Drug resistance is well established in animal trypanosomes. For T. congolense, T. vivax, and T. evansi, resistance to all available drugs has been reported, along with trypanosome populations with multiple drug resistance (Geerts and Holmes 1998). Much less information is available on human pathogenic trypanosomes. The resurgence of human African trypanosomiasis in recent years has been accompanied by increasing reports of treatment failure using melarsoprol. As early as 1960, T.b. rhodesiense patients in Uganda were reported to have relapsed after two or more courses of melarsoprol, and in 1977, a 40 percent melarsoprol relapse rate was reported in the DRC.

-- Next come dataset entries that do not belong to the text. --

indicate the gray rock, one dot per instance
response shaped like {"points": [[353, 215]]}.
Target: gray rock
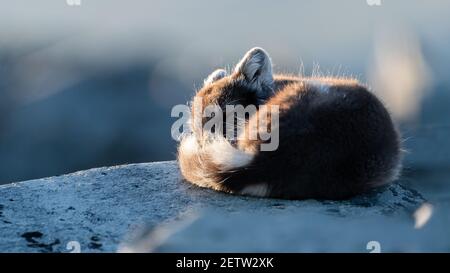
{"points": [[147, 207]]}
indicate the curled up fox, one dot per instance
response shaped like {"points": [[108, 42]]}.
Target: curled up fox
{"points": [[335, 138]]}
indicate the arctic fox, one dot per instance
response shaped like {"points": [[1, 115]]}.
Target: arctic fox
{"points": [[336, 139]]}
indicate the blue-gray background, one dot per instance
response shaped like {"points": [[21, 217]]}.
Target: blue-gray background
{"points": [[93, 85]]}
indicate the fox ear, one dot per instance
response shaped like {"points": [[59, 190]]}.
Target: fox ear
{"points": [[256, 68], [216, 75]]}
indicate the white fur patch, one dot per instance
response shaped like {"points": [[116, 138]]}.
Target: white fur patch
{"points": [[323, 87], [260, 190], [216, 75], [226, 156]]}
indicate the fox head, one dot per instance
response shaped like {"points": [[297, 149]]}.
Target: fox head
{"points": [[250, 83]]}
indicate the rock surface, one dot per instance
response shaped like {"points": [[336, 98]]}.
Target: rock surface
{"points": [[147, 207]]}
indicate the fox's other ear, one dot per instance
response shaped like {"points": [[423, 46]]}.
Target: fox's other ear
{"points": [[216, 75], [256, 68]]}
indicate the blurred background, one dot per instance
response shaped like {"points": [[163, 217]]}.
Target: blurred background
{"points": [[93, 84]]}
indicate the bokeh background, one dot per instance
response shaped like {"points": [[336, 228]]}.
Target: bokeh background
{"points": [[90, 85]]}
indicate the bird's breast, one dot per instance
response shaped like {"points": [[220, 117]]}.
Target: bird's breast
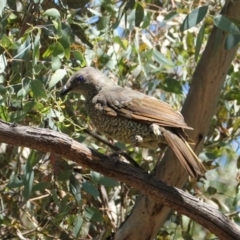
{"points": [[122, 129]]}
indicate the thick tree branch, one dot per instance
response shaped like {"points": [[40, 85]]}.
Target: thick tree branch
{"points": [[49, 141], [198, 110]]}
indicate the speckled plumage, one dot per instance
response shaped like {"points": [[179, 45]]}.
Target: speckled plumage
{"points": [[133, 117]]}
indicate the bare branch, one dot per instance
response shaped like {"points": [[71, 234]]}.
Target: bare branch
{"points": [[50, 141]]}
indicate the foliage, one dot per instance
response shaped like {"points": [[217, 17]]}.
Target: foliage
{"points": [[150, 46]]}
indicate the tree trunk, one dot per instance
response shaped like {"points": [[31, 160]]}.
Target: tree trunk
{"points": [[198, 110]]}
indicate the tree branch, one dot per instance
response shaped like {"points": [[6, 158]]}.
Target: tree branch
{"points": [[50, 141], [198, 110]]}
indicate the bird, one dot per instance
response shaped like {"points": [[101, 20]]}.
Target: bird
{"points": [[132, 117]]}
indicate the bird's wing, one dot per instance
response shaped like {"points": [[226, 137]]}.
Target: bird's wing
{"points": [[137, 106]]}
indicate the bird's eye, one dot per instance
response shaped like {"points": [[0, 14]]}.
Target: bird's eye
{"points": [[80, 78]]}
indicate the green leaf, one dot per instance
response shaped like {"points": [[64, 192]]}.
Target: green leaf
{"points": [[75, 188], [92, 213], [56, 63], [193, 18], [52, 12], [49, 51], [36, 48], [55, 197], [103, 23], [5, 41], [211, 190], [78, 56], [170, 16], [77, 226], [58, 50], [3, 63], [139, 14], [226, 25], [38, 89], [231, 41], [232, 94], [147, 20], [160, 58], [171, 85], [15, 181], [89, 188], [2, 6], [199, 42], [119, 41], [28, 180], [56, 77], [40, 186]]}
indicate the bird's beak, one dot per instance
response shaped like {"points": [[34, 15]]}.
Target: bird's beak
{"points": [[64, 90]]}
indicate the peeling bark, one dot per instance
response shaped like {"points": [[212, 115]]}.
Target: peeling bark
{"points": [[198, 110], [47, 140]]}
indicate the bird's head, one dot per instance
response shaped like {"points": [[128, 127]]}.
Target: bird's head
{"points": [[87, 81]]}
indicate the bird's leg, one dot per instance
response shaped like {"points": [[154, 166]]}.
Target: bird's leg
{"points": [[156, 130], [136, 140]]}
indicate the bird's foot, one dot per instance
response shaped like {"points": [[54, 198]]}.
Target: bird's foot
{"points": [[116, 153], [137, 140], [156, 130]]}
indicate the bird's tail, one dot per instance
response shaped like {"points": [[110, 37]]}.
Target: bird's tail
{"points": [[180, 146]]}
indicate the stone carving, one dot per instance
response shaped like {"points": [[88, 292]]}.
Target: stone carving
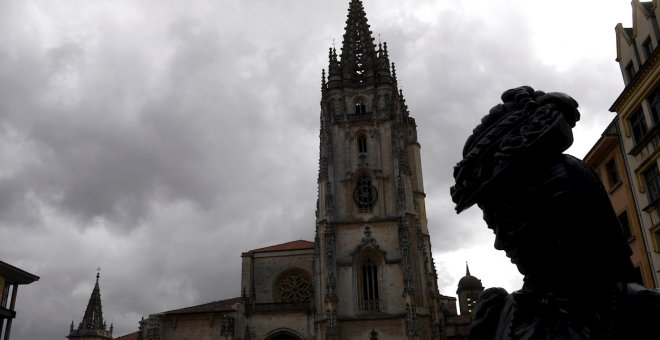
{"points": [[368, 241], [411, 320], [552, 217], [294, 287]]}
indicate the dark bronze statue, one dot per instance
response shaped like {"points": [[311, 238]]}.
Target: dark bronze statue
{"points": [[552, 217]]}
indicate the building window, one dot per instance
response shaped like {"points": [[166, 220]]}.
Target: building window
{"points": [[654, 103], [471, 302], [359, 106], [365, 194], [362, 143], [656, 239], [652, 180], [624, 222], [630, 71], [368, 295], [612, 174], [638, 126], [5, 295], [294, 286], [648, 48]]}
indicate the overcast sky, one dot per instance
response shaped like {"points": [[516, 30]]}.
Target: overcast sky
{"points": [[160, 139]]}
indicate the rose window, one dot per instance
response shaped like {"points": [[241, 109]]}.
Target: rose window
{"points": [[295, 288]]}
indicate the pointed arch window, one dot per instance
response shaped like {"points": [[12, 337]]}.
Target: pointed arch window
{"points": [[360, 108], [362, 143], [368, 294], [365, 194]]}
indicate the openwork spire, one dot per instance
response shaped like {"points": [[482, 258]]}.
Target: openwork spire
{"points": [[93, 318], [92, 323], [358, 52]]}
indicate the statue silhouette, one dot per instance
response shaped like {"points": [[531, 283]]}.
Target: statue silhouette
{"points": [[552, 217]]}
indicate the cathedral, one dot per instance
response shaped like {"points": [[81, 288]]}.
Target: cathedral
{"points": [[369, 273]]}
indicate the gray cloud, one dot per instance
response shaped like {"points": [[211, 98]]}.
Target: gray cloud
{"points": [[159, 140]]}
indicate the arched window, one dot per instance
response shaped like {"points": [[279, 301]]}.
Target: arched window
{"points": [[362, 143], [365, 194], [359, 106], [368, 293]]}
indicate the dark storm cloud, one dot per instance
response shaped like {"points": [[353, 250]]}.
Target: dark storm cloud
{"points": [[159, 140]]}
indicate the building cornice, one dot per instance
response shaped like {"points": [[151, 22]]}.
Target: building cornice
{"points": [[639, 87]]}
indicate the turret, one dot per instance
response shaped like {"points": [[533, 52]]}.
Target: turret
{"points": [[92, 326]]}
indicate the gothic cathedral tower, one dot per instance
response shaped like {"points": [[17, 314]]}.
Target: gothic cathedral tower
{"points": [[374, 274]]}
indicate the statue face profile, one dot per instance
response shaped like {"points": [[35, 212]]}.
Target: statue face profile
{"points": [[530, 225], [549, 211]]}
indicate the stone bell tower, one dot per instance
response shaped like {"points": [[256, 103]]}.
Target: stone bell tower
{"points": [[374, 275]]}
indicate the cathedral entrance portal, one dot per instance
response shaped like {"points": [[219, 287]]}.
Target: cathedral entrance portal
{"points": [[283, 334]]}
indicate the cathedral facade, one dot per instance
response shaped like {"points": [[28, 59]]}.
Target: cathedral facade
{"points": [[369, 273]]}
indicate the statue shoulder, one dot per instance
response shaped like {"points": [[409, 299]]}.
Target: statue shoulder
{"points": [[645, 302], [637, 312], [487, 312]]}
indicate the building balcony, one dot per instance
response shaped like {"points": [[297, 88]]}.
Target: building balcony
{"points": [[6, 313], [647, 145]]}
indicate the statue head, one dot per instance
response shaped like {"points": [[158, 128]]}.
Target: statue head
{"points": [[549, 211]]}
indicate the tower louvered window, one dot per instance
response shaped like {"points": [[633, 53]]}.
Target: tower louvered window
{"points": [[369, 297], [360, 108], [362, 144], [365, 194]]}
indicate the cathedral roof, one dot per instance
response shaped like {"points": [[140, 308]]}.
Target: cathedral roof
{"points": [[293, 245], [131, 336], [216, 306], [16, 275]]}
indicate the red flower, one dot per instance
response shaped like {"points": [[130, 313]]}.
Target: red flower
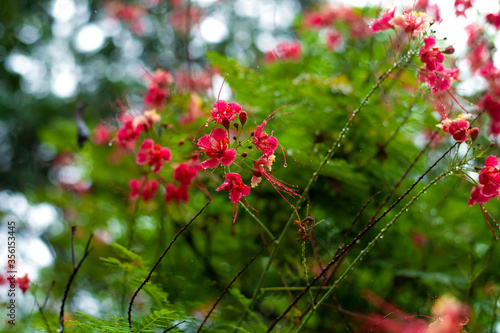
{"points": [[185, 174], [494, 19], [493, 109], [148, 189], [235, 186], [24, 283], [489, 182], [412, 21], [383, 22], [259, 171], [224, 113], [285, 51], [263, 142], [153, 155], [461, 6], [431, 56], [215, 146], [102, 135], [128, 132], [459, 128]]}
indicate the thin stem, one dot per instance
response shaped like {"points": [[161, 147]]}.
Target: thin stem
{"points": [[358, 236], [70, 281], [371, 244], [336, 145], [227, 288], [258, 221], [147, 279]]}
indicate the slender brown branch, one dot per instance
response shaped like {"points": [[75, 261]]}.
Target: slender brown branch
{"points": [[171, 328], [41, 307], [353, 242], [156, 265], [71, 278], [229, 286]]}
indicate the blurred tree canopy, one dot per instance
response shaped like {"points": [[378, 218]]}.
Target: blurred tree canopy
{"points": [[366, 199]]}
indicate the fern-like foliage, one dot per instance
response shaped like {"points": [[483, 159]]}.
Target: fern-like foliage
{"points": [[137, 269], [157, 321]]}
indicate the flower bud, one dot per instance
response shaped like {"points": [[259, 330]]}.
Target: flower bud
{"points": [[243, 117], [449, 50], [256, 173], [474, 133]]}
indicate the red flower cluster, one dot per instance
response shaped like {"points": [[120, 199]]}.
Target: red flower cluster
{"points": [[184, 174], [326, 16], [153, 154], [22, 282], [489, 182], [494, 19], [459, 128], [383, 22], [215, 145], [434, 73], [149, 188], [461, 6]]}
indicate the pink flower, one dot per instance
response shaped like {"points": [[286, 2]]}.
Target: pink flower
{"points": [[489, 182], [215, 146], [286, 51], [439, 81], [259, 171], [146, 121], [149, 188], [24, 283], [412, 21], [235, 186], [177, 194], [263, 142], [493, 109], [494, 19], [459, 128], [333, 40], [102, 135], [224, 113], [431, 56], [383, 22], [153, 155], [461, 6], [185, 174], [128, 132]]}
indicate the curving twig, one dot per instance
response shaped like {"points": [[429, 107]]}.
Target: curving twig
{"points": [[229, 286], [146, 280], [73, 275]]}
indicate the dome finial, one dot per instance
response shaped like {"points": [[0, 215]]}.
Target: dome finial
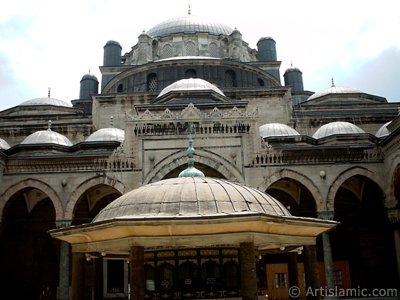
{"points": [[191, 171]]}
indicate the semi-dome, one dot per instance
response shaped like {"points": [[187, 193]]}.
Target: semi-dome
{"points": [[191, 197], [334, 90], [188, 24], [107, 134], [383, 131], [45, 101], [276, 129], [337, 128], [191, 84], [47, 137], [4, 145]]}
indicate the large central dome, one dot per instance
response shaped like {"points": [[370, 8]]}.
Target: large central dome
{"points": [[188, 24]]}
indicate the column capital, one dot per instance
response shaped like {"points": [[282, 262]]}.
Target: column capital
{"points": [[326, 214], [63, 223], [393, 215]]}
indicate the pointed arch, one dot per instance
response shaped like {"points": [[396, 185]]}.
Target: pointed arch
{"points": [[37, 184], [342, 177], [207, 158], [291, 174], [86, 185]]}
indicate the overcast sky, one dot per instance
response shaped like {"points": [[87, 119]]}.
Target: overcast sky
{"points": [[53, 43]]}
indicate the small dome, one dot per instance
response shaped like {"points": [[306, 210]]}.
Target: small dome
{"points": [[191, 197], [191, 84], [337, 128], [383, 131], [334, 90], [45, 101], [188, 24], [4, 145], [89, 76], [276, 129], [47, 137], [107, 134], [112, 43]]}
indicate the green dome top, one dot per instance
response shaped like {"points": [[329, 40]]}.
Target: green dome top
{"points": [[191, 171]]}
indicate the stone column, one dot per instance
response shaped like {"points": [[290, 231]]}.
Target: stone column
{"points": [[137, 278], [248, 276], [64, 271], [293, 272], [78, 284], [311, 271]]}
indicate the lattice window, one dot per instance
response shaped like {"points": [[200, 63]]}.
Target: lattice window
{"points": [[213, 50], [167, 51], [190, 49], [152, 82]]}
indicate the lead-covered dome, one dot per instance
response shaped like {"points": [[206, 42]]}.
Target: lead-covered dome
{"points": [[47, 137], [188, 24], [276, 129], [383, 131], [190, 84], [45, 101], [334, 90], [107, 134], [337, 128], [191, 197]]}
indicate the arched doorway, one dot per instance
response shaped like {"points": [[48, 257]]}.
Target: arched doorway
{"points": [[294, 196], [364, 237], [29, 257]]}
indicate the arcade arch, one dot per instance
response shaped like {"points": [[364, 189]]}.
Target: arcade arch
{"points": [[29, 257]]}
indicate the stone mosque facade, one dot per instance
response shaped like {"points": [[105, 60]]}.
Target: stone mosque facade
{"points": [[331, 155]]}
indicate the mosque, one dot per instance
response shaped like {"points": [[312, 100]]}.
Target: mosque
{"points": [[194, 172]]}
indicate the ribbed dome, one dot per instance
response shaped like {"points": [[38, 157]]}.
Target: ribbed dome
{"points": [[89, 76], [188, 24], [276, 129], [334, 90], [107, 134], [191, 84], [45, 101], [4, 145], [383, 131], [47, 137], [337, 128], [191, 197]]}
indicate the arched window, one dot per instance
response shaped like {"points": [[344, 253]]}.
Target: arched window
{"points": [[190, 73], [230, 79], [165, 277], [190, 49], [213, 50], [167, 51], [152, 82]]}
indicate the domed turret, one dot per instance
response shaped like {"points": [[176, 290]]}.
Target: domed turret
{"points": [[293, 77], [337, 128], [276, 129], [47, 137], [112, 54], [89, 86], [266, 49]]}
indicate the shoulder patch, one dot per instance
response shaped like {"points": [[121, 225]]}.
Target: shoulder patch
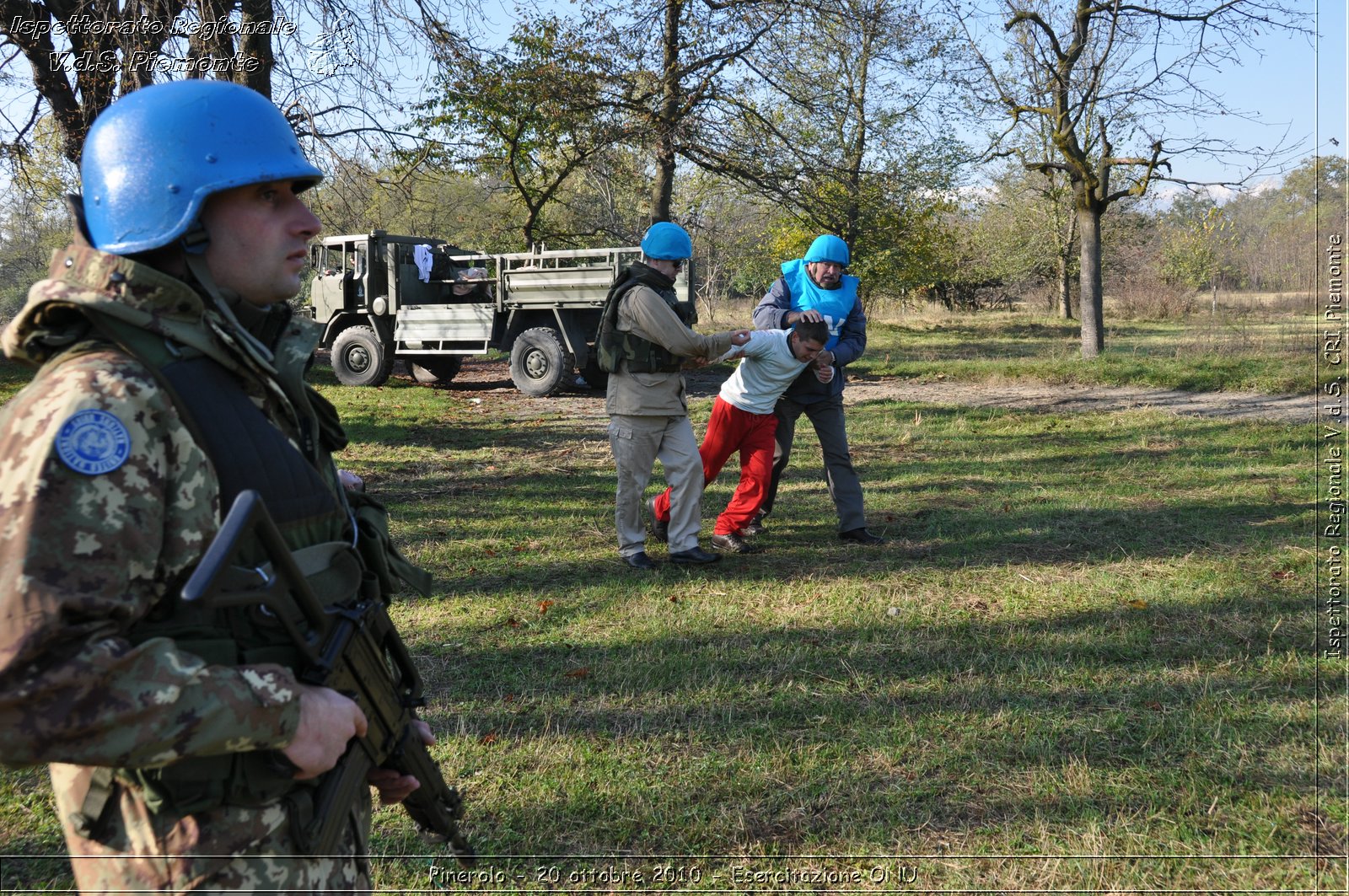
{"points": [[94, 443]]}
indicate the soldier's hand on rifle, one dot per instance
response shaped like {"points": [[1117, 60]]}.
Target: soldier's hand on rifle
{"points": [[327, 722], [393, 786]]}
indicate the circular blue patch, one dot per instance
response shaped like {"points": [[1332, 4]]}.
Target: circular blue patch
{"points": [[94, 442]]}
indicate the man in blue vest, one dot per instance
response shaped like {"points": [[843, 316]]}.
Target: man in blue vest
{"points": [[815, 287]]}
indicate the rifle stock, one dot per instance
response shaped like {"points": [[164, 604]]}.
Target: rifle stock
{"points": [[351, 648]]}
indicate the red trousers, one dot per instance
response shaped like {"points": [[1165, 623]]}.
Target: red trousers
{"points": [[728, 429]]}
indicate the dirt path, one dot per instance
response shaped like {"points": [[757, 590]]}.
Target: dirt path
{"points": [[490, 381]]}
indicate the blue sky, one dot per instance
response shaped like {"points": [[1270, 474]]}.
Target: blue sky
{"points": [[1298, 87]]}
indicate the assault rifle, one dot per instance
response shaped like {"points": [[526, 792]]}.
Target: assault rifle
{"points": [[350, 647]]}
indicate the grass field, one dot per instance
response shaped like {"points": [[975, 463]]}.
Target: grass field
{"points": [[1083, 663]]}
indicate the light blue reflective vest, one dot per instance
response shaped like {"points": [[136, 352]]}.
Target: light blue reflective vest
{"points": [[833, 304]]}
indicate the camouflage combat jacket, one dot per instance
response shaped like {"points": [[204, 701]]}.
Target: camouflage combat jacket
{"points": [[107, 503]]}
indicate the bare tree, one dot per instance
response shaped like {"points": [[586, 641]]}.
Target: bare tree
{"points": [[698, 44], [1099, 76], [71, 58], [838, 123]]}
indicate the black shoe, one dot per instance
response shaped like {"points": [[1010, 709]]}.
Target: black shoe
{"points": [[640, 561], [660, 528], [861, 536], [733, 544], [694, 555]]}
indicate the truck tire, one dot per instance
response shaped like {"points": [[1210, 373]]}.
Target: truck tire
{"points": [[539, 363], [361, 359], [436, 368]]}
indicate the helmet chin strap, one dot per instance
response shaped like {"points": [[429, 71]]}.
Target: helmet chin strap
{"points": [[193, 243]]}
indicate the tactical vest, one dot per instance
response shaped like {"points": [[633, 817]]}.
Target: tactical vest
{"points": [[247, 451], [642, 355]]}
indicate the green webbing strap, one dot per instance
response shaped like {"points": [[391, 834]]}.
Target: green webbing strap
{"points": [[89, 818]]}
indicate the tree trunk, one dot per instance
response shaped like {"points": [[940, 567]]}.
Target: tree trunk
{"points": [[1065, 289], [663, 190], [255, 44], [1089, 305]]}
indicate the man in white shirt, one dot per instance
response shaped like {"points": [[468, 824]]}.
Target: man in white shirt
{"points": [[742, 420]]}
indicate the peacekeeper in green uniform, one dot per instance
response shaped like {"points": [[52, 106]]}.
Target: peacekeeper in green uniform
{"points": [[648, 406], [181, 747]]}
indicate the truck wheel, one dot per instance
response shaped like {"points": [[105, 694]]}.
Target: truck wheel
{"points": [[359, 358], [436, 368], [539, 363]]}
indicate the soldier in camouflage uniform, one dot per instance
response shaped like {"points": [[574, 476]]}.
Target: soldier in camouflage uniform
{"points": [[647, 401], [170, 379]]}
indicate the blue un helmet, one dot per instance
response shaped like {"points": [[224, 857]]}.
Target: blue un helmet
{"points": [[827, 249], [153, 157], [667, 242]]}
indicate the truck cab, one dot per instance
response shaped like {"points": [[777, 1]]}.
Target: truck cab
{"points": [[384, 297]]}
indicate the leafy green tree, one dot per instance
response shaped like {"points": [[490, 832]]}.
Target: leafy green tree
{"points": [[532, 116]]}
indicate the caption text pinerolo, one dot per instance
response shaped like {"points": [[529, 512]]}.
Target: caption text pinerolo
{"points": [[87, 24]]}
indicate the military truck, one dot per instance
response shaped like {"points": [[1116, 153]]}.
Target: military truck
{"points": [[384, 297]]}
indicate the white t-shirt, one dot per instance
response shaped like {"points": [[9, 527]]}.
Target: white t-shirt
{"points": [[766, 373]]}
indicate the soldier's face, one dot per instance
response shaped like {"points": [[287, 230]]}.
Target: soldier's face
{"points": [[260, 240], [806, 348], [827, 274]]}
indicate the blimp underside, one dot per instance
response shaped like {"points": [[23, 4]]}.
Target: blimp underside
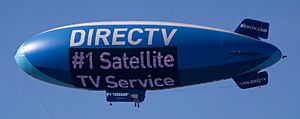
{"points": [[127, 58]]}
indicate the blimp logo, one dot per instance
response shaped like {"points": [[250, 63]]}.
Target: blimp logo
{"points": [[118, 36], [127, 58]]}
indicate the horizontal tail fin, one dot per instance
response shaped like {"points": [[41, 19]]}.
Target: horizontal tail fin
{"points": [[253, 28], [252, 79]]}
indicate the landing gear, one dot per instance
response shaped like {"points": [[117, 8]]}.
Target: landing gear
{"points": [[136, 101], [137, 104]]}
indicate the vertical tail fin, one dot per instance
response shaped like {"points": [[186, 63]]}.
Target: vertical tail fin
{"points": [[253, 28]]}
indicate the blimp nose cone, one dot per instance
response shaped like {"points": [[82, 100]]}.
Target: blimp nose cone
{"points": [[23, 58], [23, 62]]}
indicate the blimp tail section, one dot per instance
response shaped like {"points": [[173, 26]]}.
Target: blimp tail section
{"points": [[252, 79], [253, 28]]}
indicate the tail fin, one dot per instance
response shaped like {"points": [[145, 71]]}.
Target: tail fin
{"points": [[253, 28]]}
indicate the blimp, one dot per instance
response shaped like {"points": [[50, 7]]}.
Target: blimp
{"points": [[127, 58]]}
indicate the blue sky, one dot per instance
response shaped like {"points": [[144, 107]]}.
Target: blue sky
{"points": [[24, 97]]}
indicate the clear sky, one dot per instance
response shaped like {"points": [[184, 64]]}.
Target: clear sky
{"points": [[23, 97]]}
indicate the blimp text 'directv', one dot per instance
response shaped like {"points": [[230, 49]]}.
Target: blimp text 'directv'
{"points": [[95, 66]]}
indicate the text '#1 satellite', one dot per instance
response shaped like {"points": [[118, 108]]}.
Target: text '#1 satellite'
{"points": [[126, 58]]}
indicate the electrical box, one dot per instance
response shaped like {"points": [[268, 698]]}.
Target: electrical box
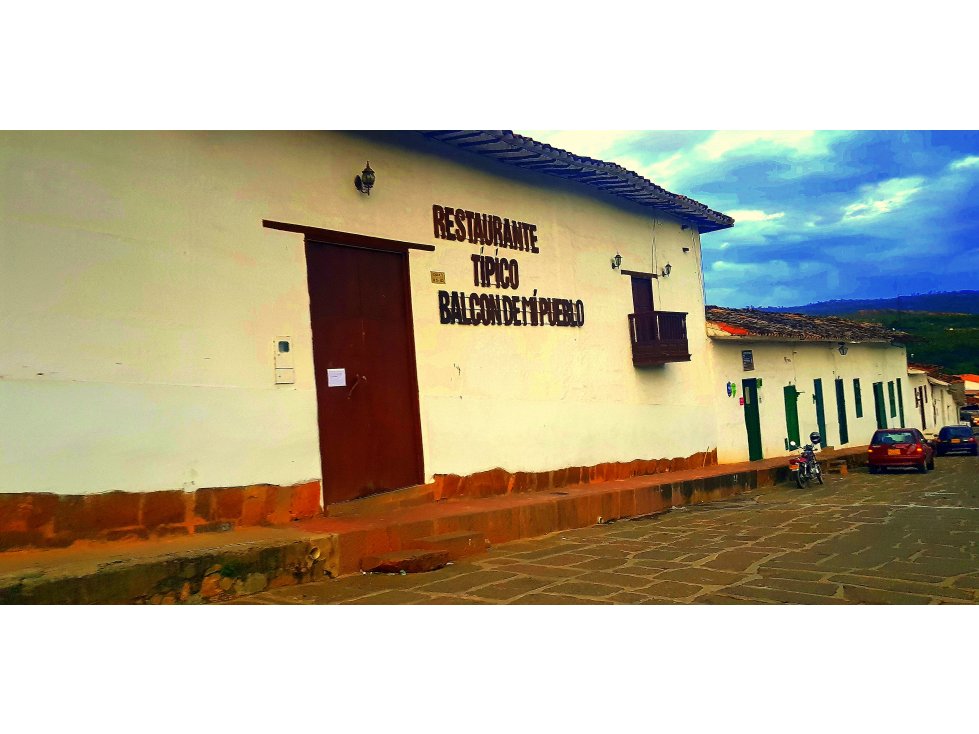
{"points": [[285, 372]]}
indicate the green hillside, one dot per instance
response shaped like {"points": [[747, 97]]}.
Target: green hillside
{"points": [[947, 339]]}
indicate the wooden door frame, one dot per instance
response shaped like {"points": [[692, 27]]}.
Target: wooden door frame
{"points": [[333, 238]]}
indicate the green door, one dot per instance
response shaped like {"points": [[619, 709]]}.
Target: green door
{"points": [[817, 391], [791, 396], [841, 413], [900, 401], [752, 422], [879, 408]]}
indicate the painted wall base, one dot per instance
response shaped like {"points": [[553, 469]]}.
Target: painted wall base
{"points": [[42, 520]]}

Relapses after treatment with early-stage drugs remain rare. Whether relapses after melarsoprol treatment reflect parasite drug resistance or host factors is unknown. Furthermore, even though increasing rates of melarsoprol failure have been observed in several countries, the magnitude and geographic distribution of the problem have not been determined. Analyses of existing data are complicated by the lack of a standard treatment regimen and the range of clinical and laboratory criteria used to define a relapse.
Vector Control
Even though available techniques to control tsetse flies can be highly effective (Maudlin, Holmes, and Miles 2004), all are constrained by the difficulties of applying them on a large enough scale for long enough to achieve sustainable results. Insecticide spraying is efficient but is difficult to sustain because of logistical constraints and high costs. Targets and traps are effective, but their deployment is difficult to sustain for long periods, and implementation through community participation requires constant motivation and supervision to remain effective. To address these problems, the African Union has launched the Pan African Initiative (PATTEC), which focuses on identifying regions where elimination of the tsetse fly may be feasible using currently available techniques. This initiative is designed as part of a poverty reduction strategy that aims at eliminating the problem of tsetseborne animal trypanosomiasis, but in several areas it will also reduce the risk of human infections.